One of the most common misconceptions about people with ED’s is that we all hate food and having to eat it – but this is really not the case.

I’m not doubting that at times we’ve all believed our lives would be easier if food didn’t exist, but it’s not true that we hate food. If anything, it’s our enjoyment of food, and the feeling of deprivation this brings, that gives us our biggest challenge yet hugest high.

If we truly hated food it wouldn’t mean anything to us to control our intake in one way or another and we would all be using a different coping strategy to deal with our emotions. We use food to manage the difficulties in our lives and as an attempt to feel safe and more able to cope – not because we hate it.

“People with eating disorders just want to be thin”

Absolutely not. Very few sufferers set out to be thin or look unwell, it’s an unfortunate by-product of the disorder.

Quite often, something has taken place in our lives that we struggle to deal with so we use our food consumption, and sometimes exercise levels, to manage our fears, anxieties and emotions. It’s almost like a crutch or a comfort blanket to turn to whilst life is rocky and uncertain and can also be a great distraction.

Whilst it’s not the intention, it can be impossible to avoid looking different in one way or another at this time. If you feel the need to restrict your food intake or eat excessively, it will begin to alter the way you look. We don’t necessarilywant to impact our appearance – it’s just unavoidable when carrying out these behaviours.

That’s certainly not to say we don’t find it incredibly hard to see the scales change or watch our bodies fluctuate but it’s not the case that eating disorders are all about looking thin.

“People with eating disorders are just doing it for attention”

More often than not, the opposite is true. A person may be struggling with the attention they are receiving or a difficult situation they might find themselves in and cling to disordered behaviour to manage the anxiety that this brings.

Many people with ED’s report wanting to ‘disappear’ and hide themselves away, feeling inferior to others or like they don’t want to be seen.

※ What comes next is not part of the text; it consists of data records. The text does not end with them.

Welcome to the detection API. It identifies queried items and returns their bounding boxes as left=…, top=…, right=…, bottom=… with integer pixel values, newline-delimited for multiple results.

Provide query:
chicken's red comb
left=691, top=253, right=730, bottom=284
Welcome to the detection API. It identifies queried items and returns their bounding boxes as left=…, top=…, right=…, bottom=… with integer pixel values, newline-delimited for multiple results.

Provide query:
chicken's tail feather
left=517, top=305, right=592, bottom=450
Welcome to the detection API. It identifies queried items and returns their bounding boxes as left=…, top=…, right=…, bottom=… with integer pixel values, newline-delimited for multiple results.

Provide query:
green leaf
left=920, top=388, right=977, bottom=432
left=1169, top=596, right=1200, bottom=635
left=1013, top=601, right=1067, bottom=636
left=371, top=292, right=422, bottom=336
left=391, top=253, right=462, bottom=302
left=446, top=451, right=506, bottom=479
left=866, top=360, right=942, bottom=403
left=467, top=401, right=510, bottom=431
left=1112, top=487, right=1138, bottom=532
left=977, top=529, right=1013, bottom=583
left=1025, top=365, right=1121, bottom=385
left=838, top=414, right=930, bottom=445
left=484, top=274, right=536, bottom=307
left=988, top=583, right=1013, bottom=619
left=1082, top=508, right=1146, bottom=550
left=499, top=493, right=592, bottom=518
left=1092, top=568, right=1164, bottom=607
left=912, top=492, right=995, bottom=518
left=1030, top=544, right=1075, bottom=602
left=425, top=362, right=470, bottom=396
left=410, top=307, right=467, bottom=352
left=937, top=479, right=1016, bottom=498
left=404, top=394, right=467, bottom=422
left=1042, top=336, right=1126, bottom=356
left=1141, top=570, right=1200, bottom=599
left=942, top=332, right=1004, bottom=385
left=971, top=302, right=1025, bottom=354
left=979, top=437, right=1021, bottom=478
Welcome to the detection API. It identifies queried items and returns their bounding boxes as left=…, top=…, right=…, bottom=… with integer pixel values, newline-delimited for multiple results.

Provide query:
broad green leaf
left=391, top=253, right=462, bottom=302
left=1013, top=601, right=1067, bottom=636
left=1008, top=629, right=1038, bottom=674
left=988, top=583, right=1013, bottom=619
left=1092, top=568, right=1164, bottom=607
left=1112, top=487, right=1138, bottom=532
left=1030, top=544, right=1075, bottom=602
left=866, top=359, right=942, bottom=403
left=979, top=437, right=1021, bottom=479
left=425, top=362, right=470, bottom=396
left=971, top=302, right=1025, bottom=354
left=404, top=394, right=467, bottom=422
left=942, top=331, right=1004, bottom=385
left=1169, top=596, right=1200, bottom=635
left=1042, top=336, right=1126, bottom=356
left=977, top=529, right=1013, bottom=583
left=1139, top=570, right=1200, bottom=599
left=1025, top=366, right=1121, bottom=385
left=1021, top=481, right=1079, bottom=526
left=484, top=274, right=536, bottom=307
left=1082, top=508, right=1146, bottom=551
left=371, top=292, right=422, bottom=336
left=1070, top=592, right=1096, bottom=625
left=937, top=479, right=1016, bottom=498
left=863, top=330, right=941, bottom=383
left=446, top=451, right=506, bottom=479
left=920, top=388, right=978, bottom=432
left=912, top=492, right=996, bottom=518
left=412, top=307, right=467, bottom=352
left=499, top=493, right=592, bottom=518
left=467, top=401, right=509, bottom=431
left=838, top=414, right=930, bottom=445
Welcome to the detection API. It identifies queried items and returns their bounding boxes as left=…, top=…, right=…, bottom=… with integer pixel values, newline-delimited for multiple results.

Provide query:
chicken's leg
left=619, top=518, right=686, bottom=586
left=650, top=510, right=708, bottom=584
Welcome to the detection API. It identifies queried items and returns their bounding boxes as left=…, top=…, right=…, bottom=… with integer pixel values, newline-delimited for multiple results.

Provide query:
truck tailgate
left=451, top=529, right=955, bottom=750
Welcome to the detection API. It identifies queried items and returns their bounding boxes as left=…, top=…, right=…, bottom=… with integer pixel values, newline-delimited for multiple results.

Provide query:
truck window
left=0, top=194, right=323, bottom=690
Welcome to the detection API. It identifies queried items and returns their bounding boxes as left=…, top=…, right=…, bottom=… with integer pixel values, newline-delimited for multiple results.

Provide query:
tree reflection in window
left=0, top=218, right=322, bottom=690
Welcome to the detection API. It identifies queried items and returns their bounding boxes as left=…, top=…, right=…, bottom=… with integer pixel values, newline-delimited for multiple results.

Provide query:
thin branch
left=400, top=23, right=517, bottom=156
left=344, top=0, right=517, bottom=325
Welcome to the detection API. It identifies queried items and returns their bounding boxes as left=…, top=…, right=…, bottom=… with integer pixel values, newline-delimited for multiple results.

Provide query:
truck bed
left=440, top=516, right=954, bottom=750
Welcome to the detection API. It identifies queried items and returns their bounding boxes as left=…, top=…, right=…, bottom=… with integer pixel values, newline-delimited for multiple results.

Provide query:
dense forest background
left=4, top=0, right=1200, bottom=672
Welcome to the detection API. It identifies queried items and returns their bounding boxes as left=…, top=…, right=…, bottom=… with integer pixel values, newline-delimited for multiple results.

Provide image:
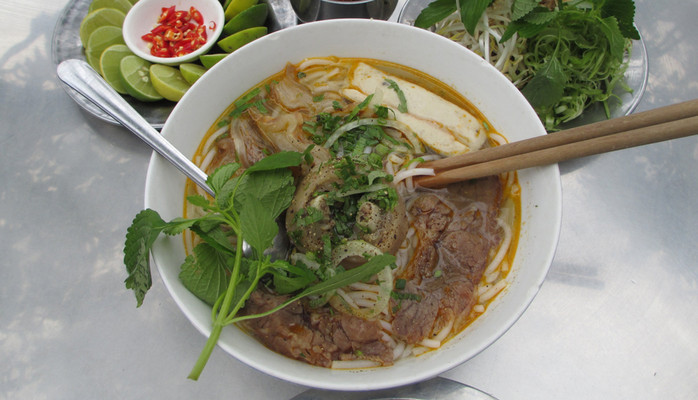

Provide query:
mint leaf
left=511, top=0, right=540, bottom=21
left=124, top=209, right=165, bottom=307
left=240, top=201, right=279, bottom=257
left=235, top=167, right=298, bottom=219
left=521, top=57, right=567, bottom=108
left=459, top=0, right=494, bottom=35
left=601, top=0, right=640, bottom=40
left=269, top=260, right=317, bottom=294
left=190, top=220, right=236, bottom=254
left=523, top=7, right=557, bottom=25
left=414, top=0, right=457, bottom=29
left=206, top=163, right=240, bottom=193
left=179, top=243, right=233, bottom=305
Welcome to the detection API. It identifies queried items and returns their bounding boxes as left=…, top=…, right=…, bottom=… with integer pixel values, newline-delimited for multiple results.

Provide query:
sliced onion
left=329, top=240, right=393, bottom=319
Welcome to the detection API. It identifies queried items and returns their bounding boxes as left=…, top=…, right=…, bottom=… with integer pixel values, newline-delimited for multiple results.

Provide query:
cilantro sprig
left=415, top=0, right=640, bottom=131
left=124, top=152, right=395, bottom=380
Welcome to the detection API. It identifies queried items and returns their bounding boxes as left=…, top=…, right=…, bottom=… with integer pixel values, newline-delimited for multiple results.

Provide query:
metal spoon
left=56, top=60, right=290, bottom=259
left=56, top=60, right=213, bottom=195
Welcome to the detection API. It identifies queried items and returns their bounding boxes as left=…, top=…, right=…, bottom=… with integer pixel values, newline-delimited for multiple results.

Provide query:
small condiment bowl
left=123, top=0, right=225, bottom=65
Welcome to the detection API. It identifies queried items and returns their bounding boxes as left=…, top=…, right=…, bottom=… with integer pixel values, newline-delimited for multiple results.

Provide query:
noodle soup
left=185, top=57, right=521, bottom=369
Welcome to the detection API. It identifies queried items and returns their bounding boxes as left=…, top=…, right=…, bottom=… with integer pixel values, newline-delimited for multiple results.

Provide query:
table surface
left=0, top=0, right=698, bottom=400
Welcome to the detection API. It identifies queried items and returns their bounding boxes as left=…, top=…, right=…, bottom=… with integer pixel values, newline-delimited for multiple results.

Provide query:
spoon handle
left=57, top=60, right=213, bottom=195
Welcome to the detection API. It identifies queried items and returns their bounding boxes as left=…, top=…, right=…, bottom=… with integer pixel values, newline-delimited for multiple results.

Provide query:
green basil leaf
left=459, top=0, right=493, bottom=35
left=414, top=0, right=457, bottom=29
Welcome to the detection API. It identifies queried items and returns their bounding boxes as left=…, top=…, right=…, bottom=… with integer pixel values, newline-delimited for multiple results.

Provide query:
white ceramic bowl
left=145, top=19, right=561, bottom=391
left=123, top=0, right=225, bottom=65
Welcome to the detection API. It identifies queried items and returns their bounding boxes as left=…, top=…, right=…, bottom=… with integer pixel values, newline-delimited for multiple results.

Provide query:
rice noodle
left=298, top=58, right=336, bottom=70
left=419, top=339, right=441, bottom=349
left=432, top=318, right=454, bottom=342
left=393, top=168, right=434, bottom=184
left=485, top=218, right=511, bottom=275
left=478, top=279, right=507, bottom=303
left=393, top=341, right=405, bottom=360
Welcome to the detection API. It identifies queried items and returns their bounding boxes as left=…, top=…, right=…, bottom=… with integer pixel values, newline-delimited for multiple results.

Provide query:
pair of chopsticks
left=414, top=99, right=698, bottom=187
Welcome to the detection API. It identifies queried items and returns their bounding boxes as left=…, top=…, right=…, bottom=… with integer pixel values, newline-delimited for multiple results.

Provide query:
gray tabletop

Confidence is usually very low at this time and it’s common for sufferers to become introverted and struggle to socialise.

I know when my difficulties have been at their peak, I’ve found it easier to push people away for fear of causing upset, disappointment or conflict. It can be a very lonely and isolating condition.

So it really isn’t right to believe that those of us with eating disorders are doing it to get the attention of others because it’s actually one of the most secretive and private mental health problems you can have.

“People with eating disorders are either underweight or overweight”

One of the biggest difficulties with eating disorders is that so often if you can’t see the problem you assume it isn’t there.

Although it can be incredibly hard to identify what exactly a ‘normal’ body looks like, many believe that unless you look too thin or too large, you can’t possibly have a problem with food. Or at least not a very serious one.

Sadly many of us struggle to get the support we so desperately need because our difficulties don’t sufficiently affect our weight or BMI.

Just because you can’t see a problem it doesn’t mean it’s not there so please listen to what we say and try to understand. The mental struggle can be unbearable without it affecting our appearance too drastically but that certainly doesn’t mean we’re not suffering.

“People with eating disorders can just snap out of it”

When my eating disorder first took hold, I genuinely believed that I had the power to stop it whenever I wanted.

I thought I was in the driving seat and completely in control of my food intake and exercise levels. How wrong I was.

I spent around six months becoming deeply engrained in my strict and ritualistic behaviours, centering each day around food restriction and achieving physical activity goals. It became a way of life that proved impossible to stop and almost two years on I still battle the urges everyday, going a few steps forward and then a few back.

It’s a very slow process and one of the hardest challenges of my life. I wish more than anything that I could snap out of it and just eat normally without the constant dialogue in my head making me feel guilty.

I have hope I will get there, and I’m accessing support which is slowly altering my mindset. However it’s certainly not something I nor anyone I know have found easy to put an end to or felt able to snap out of.

Education is the key to helping so many people feel more understood and hopefully this blog will help those caring for someone with an eating difficulty to think about it differently.